- Born: c. 947–950
- Died: 986 Battle of Fýrisvellir, Uppsala
- Issue: Asbjørn Tókason
- House: House of Gorm
- Father: Gorm the Old
- Mother: Unknown

= Valtoke Gormsson =

Danish Warlord, Son of Gorm the Old

Valtoke Gormsson (also known as Toke) was a Danish warlord or petty king, known from several runestones. Valtoke is mentioned on two runestones that note a battle at Uppsala, interpreted as the Battle of Fýrisvellir, as well as two more that mention people part of Tokis hird. These stones also mention that he was the son of Gorm, which could be the Danish king Gorm the Old, and an Asbjørn who had a father named Toki.

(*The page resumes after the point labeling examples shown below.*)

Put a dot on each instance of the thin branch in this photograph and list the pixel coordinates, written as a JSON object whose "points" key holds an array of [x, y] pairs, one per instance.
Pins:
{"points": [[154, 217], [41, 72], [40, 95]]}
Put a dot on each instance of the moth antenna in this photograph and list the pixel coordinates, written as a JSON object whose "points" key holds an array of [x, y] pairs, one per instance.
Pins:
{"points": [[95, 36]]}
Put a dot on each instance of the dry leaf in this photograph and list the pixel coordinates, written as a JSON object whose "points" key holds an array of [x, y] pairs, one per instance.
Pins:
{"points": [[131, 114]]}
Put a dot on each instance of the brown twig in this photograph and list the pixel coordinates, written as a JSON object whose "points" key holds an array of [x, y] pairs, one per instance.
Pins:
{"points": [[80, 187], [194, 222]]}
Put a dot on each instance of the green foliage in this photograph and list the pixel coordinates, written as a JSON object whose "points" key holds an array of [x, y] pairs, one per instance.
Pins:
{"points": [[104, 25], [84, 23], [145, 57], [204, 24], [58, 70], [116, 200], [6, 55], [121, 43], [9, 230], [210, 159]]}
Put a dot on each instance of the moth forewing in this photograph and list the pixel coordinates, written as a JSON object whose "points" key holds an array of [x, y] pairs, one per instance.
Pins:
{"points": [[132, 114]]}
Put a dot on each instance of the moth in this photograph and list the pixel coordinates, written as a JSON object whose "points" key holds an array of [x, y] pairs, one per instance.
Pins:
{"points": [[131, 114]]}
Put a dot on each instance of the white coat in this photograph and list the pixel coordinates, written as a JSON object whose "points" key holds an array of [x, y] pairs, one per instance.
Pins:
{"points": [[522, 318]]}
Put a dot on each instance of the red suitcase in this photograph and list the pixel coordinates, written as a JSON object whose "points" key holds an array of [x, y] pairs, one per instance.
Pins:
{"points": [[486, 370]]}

There is also a runestone at Aars, which once marked the cairn of "Valtóki".

==Attestations==
- The Hällestad Runestones:
  - DR 295 is raised by Áskell, a retainer of Toki in his memory, and describes how Áskell did not flee at Uppsala.
  - DR 296 is raised in memory of Erra, a retainer of Toki.
  - DR 297 is raised by "Ásbjôrn, Tóki's retainer", in memory of "Tóki, his brother".
- The Sjörup Runestone was raised by Saxi, in memory of Ásbjôrn, son of Toki or Tofi (the rune is damaged), and also mentions the battle at Uppsala.
- The Aars stone is raised in memory of Valtoki, and says that it marks his cairn.